Re: Make COPY format extendable: Extract COPY TO format implementations

From: Sutou Kouhei <kou(at)clear-code(dot)com>
To: sawada(dot)mshk(at)gmail(dot)com
Cc: david(dot)g(dot)johnston(at)gmail(dot)com, tgl(at)sss(dot)pgh(dot)pa(dot)us, zhjwpku(at)gmail(dot)com, michael(at)paquier(dot)xyz, pgsql-hackers(at)postgresql(dot)org
Subject: Re: Make COPY format extendable: Extract COPY TO format implementations
Date: 2025-03-29 08:57:53
Message-ID: 20250329.175753.98922209929527465.kou@clear-code.com
Views: Raw Message | Whole Thread | Download mbox | Resend email
Thread:
Lists: pgsql-hackers

Hi,

In <CAD21AoBKMNsO+b6wahb6847xwFci1JCfV+JykoMziVgiFxB6cw(at)mail(dot)gmail(dot)com>
"Re: Make COPY format extendable: Extract COPY TO format implementations" on Fri, 28 Mar 2025 22:37:03 -0700,
Masahiko Sawada <sawada(dot)mshk(at)gmail(dot)com> wrote:

>> I've added the following tests:
>>
>> * Wrong input type handler without namespace
>> * Wrong input type handler with namespace
>> * Wrong return type handler without namespace
>> * Wrong return type handler with namespace
>> * Wrong return value (Copy*Routine isn't returned) handler without namespace
>> * Wrong return value (Copy*Routine isn't returned) handler with namespace
>> * Nonexistent handler
>> * Invalid qualified name
>> * Valid handler without namespace and without search_path
>> * Valid handler without namespace and with search_path
>> * Valid handler with namespace
>
> Probably we can merge these newly added four files into one .sql file?

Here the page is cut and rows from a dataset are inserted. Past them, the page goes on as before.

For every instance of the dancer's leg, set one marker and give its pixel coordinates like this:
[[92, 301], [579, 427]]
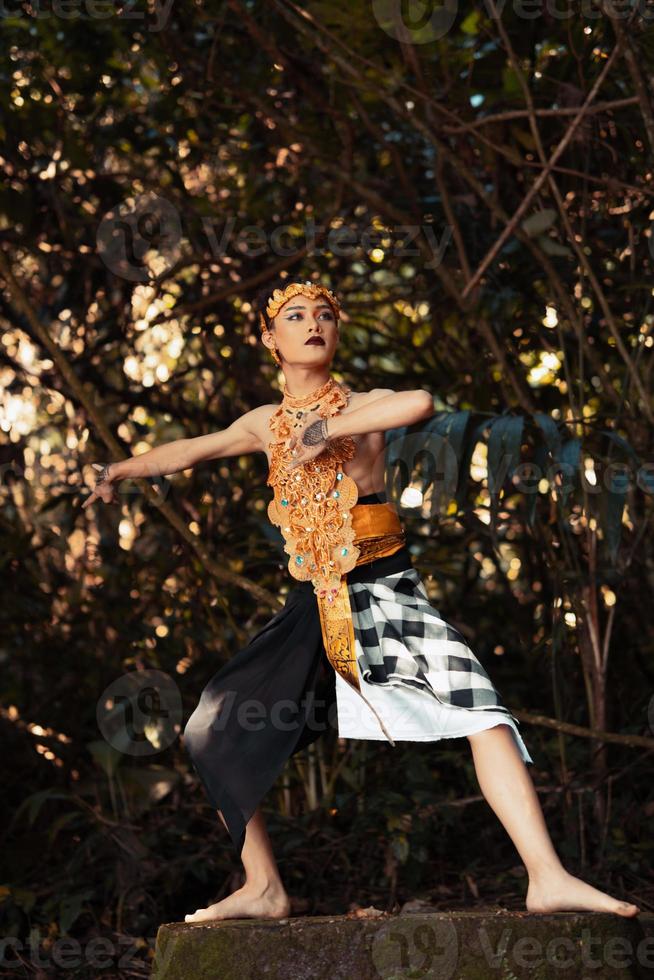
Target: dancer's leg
[[508, 788], [263, 895]]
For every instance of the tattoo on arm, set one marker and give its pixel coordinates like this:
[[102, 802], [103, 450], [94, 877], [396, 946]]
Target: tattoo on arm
[[315, 433]]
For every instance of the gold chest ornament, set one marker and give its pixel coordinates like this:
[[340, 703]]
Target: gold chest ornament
[[315, 507]]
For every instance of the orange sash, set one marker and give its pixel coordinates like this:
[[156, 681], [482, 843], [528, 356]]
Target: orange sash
[[378, 533]]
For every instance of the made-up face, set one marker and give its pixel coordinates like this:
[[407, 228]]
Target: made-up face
[[300, 325]]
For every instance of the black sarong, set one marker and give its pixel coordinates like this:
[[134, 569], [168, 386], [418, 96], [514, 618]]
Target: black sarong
[[271, 699]]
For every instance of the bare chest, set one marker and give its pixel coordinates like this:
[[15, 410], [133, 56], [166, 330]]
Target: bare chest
[[366, 467]]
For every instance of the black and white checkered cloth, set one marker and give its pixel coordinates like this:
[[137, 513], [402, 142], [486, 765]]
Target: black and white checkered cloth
[[403, 640]]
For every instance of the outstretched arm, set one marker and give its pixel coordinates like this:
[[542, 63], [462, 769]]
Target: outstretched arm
[[389, 410], [384, 409], [237, 439]]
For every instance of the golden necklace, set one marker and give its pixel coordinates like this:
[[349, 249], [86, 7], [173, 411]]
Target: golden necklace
[[312, 503]]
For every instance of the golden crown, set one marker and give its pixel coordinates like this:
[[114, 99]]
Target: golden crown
[[307, 288]]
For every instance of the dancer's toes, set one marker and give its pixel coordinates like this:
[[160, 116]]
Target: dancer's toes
[[271, 902], [565, 893]]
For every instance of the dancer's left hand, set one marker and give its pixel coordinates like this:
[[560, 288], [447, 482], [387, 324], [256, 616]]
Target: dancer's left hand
[[306, 441]]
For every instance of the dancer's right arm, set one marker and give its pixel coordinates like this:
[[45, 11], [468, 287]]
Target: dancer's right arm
[[241, 437]]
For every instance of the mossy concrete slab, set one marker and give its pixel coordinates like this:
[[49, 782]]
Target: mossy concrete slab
[[411, 946]]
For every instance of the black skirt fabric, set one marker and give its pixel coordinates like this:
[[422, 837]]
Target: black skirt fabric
[[274, 697]]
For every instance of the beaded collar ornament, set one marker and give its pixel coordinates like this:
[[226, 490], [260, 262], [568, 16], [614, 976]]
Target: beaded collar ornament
[[312, 503], [280, 296]]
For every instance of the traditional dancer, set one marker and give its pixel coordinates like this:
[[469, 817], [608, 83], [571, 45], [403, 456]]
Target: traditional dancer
[[358, 645]]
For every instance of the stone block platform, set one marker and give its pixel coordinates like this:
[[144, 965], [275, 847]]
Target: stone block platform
[[475, 945]]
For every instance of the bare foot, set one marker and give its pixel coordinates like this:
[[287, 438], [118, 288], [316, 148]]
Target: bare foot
[[248, 902], [565, 893]]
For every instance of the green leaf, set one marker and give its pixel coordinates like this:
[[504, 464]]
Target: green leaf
[[551, 247]]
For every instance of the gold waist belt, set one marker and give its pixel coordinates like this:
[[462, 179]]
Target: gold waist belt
[[378, 533]]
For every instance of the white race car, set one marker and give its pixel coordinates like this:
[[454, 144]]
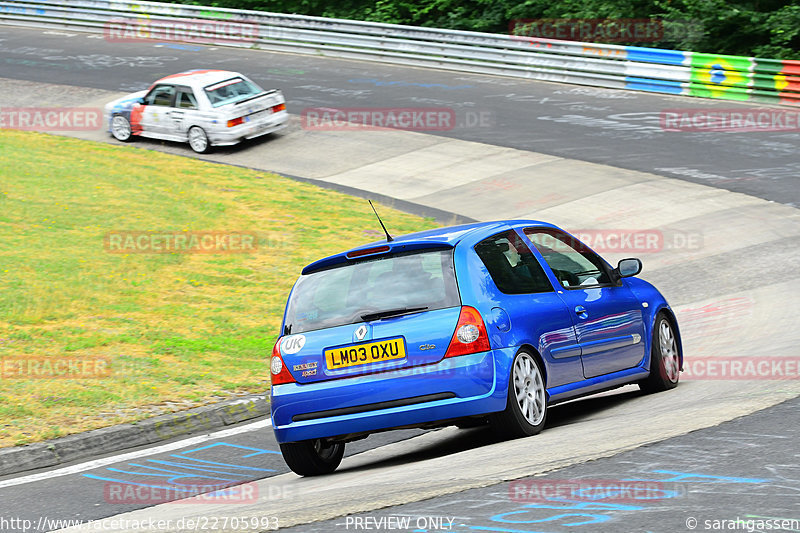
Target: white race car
[[202, 107]]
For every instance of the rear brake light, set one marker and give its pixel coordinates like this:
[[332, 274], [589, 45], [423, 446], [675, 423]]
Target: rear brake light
[[280, 374], [470, 335], [367, 251]]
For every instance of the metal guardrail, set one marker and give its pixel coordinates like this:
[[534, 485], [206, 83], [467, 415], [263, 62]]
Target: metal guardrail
[[601, 65]]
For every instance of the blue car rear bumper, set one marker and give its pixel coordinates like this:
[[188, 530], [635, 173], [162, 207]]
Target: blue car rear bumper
[[455, 387]]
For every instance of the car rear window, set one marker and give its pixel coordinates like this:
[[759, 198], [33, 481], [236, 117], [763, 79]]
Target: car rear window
[[341, 295], [512, 265], [231, 91]]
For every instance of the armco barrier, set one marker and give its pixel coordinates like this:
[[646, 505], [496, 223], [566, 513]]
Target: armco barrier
[[601, 65]]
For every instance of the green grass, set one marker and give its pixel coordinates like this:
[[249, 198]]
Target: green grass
[[179, 330]]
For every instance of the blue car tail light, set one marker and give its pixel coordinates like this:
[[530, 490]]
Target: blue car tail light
[[470, 335]]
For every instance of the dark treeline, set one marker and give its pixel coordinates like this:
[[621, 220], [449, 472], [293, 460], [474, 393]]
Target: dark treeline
[[762, 28]]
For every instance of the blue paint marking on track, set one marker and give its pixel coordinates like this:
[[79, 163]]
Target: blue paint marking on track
[[259, 451]]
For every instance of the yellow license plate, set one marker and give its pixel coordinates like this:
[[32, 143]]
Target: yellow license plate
[[362, 354]]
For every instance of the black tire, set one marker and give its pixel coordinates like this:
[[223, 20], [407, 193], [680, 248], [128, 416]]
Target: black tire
[[526, 381], [198, 140], [121, 129], [664, 358], [312, 457]]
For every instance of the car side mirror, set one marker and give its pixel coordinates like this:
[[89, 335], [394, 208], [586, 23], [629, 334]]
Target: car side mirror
[[628, 267]]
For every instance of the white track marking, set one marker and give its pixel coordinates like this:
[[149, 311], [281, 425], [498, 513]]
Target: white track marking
[[82, 467]]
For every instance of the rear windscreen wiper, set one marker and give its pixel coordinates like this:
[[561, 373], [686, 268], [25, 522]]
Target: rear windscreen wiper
[[392, 312]]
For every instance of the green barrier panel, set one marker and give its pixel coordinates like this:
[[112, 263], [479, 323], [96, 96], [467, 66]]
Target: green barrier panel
[[720, 76]]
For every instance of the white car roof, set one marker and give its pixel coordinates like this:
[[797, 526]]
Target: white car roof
[[197, 79]]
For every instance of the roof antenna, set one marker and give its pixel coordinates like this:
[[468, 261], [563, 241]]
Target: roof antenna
[[388, 237]]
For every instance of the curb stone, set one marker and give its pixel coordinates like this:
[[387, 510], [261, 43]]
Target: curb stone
[[130, 435]]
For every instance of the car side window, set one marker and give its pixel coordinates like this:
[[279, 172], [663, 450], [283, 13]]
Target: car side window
[[160, 95], [186, 99], [572, 262], [511, 264]]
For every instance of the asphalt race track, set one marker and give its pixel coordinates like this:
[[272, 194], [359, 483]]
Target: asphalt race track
[[618, 128], [583, 158]]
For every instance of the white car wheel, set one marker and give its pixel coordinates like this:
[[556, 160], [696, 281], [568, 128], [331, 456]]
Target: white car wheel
[[198, 140], [121, 128]]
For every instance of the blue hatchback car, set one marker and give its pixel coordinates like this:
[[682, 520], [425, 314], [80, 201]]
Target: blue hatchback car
[[489, 322]]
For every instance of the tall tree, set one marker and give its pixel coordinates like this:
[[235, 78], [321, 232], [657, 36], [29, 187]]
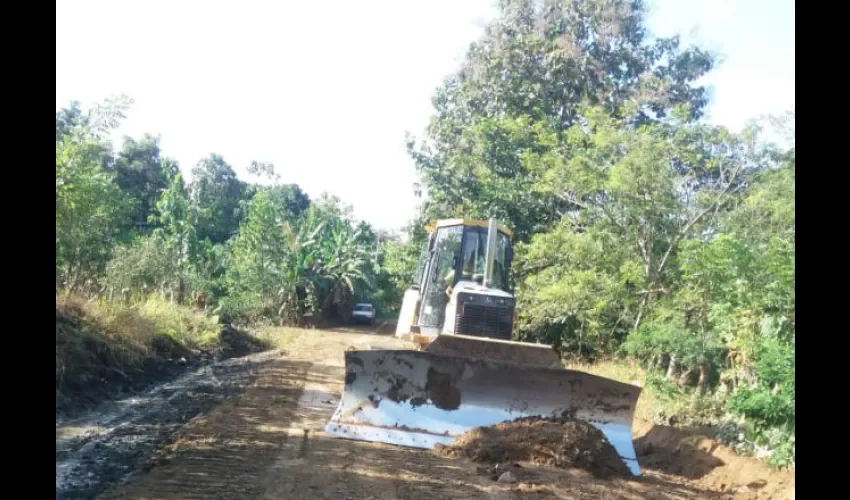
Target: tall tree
[[89, 205], [217, 193], [143, 174], [530, 74]]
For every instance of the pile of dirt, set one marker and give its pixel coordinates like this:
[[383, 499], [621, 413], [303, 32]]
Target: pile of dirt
[[559, 442]]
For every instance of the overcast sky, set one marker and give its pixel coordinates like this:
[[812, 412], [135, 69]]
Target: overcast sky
[[326, 90]]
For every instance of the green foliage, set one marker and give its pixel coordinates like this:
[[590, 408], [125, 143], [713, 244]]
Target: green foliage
[[89, 205], [501, 117], [217, 194], [143, 174], [641, 230]]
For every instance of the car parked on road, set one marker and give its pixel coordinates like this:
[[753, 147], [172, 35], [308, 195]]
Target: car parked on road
[[363, 313]]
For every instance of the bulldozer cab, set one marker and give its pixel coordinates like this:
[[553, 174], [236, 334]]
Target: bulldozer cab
[[467, 371], [457, 250]]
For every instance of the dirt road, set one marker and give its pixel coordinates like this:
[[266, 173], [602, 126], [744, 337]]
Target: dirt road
[[267, 442]]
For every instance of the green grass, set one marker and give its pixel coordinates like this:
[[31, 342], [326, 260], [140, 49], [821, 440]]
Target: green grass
[[104, 348]]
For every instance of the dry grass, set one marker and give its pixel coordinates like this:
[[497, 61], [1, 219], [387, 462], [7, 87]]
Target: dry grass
[[104, 348]]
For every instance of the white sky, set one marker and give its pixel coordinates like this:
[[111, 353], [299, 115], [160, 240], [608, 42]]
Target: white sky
[[326, 90]]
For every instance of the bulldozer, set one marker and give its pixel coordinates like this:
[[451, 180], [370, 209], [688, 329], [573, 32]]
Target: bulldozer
[[466, 371]]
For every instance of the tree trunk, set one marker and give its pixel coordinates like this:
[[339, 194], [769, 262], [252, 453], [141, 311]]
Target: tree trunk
[[671, 367], [703, 378], [683, 378]]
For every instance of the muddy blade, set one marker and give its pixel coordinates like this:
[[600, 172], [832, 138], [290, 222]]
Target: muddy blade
[[524, 353], [419, 399]]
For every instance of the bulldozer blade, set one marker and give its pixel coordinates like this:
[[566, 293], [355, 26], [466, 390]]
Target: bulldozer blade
[[524, 353], [419, 399]]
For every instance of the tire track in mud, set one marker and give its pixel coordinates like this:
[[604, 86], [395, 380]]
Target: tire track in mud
[[268, 443], [117, 439], [225, 453]]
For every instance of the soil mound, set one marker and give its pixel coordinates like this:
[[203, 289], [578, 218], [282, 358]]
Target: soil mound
[[559, 442]]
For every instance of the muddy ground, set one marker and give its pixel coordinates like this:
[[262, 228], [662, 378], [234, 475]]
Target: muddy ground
[[252, 428]]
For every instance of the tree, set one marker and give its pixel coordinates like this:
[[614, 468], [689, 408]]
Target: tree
[[143, 174], [217, 194], [89, 205], [638, 193], [525, 83], [177, 221]]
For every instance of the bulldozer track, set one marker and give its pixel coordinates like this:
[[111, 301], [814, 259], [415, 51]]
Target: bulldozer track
[[267, 441]]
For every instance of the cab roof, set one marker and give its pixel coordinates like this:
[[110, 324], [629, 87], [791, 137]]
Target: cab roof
[[466, 222]]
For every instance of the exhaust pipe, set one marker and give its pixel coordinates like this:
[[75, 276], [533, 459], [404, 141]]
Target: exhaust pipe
[[492, 231]]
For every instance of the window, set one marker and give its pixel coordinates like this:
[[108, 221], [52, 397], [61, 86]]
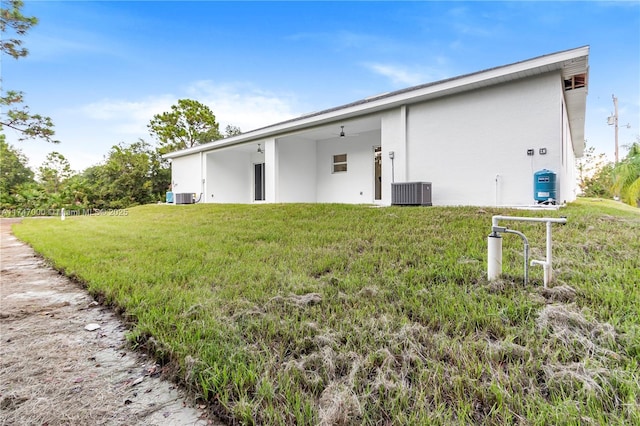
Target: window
[[339, 163], [575, 82]]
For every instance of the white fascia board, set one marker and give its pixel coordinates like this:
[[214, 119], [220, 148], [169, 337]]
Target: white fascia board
[[527, 68]]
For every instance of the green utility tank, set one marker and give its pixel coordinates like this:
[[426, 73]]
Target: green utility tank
[[544, 187]]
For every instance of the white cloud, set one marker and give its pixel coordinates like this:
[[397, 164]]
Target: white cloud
[[398, 75], [129, 117], [243, 105], [402, 76]]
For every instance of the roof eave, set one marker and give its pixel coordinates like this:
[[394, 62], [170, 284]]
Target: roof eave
[[536, 66]]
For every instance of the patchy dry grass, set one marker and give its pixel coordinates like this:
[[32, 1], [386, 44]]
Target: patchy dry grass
[[336, 315]]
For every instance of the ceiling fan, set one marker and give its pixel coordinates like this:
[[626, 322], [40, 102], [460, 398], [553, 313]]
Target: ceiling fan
[[342, 133]]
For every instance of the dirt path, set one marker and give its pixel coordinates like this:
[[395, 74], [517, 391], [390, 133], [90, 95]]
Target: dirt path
[[53, 371]]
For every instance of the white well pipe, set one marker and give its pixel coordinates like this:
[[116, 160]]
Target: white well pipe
[[494, 266]]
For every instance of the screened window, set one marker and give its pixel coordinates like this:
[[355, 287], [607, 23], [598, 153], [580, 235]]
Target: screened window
[[339, 163]]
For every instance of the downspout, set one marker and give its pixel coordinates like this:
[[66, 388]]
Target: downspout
[[201, 177]]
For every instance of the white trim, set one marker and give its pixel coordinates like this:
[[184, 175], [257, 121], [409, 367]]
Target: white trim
[[575, 59]]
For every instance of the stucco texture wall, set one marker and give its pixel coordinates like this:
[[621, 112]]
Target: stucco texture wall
[[473, 146]]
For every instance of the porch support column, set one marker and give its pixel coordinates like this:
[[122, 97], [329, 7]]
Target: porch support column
[[271, 170], [393, 137]]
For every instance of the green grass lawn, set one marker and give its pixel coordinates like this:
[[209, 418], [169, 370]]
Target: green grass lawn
[[338, 314]]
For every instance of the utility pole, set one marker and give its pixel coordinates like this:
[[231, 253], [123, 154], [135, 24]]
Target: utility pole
[[613, 121], [615, 114]]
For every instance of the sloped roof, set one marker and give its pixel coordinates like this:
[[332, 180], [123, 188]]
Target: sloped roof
[[569, 62]]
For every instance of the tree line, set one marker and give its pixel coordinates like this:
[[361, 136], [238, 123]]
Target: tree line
[[131, 174], [599, 178]]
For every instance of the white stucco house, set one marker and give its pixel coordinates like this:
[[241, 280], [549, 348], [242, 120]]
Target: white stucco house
[[477, 138]]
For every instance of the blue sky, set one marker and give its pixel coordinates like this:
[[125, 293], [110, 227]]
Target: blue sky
[[101, 70]]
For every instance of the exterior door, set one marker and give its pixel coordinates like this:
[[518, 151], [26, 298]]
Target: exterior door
[[258, 182], [377, 172]]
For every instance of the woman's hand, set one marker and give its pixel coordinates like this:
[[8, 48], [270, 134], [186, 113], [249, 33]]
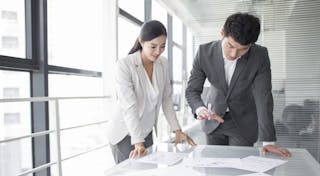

I know that src/test/regress/sql/ uses this style (one .sql
file includes many test patterns in one large category). I
understand that the style is preferable in
src/test/regress/sql/ because src/test/regress/sql/ has
tests for many categories.

But do we need to follow the style in
src/test/modules/*/sql/ too? If we use the style in
src/test/modules/*/sql/, we need to have only one .sql in
src/test/modules/*/sql/ because src/test/modules/*/ are for
each category.

And the current .sql per sub-category style is easy to debug
(at least for me). For example, if we try qualified name
cases on debugger, we can use "\i sql/schema.sql" instead of
extracting target statements from .sql that includes many
unrelated statements. (Or we can use "\i sql/all.sql" and
many GDB "continue"s.)

BTW, it seems that src/test/modules/test_ddl_deparse/sql/
uses .sql per sub-category style. Should we use one .sql
file for sql/test/modules/test_copy_format/sql/? If it's
required for merging this patch set, I'll do it.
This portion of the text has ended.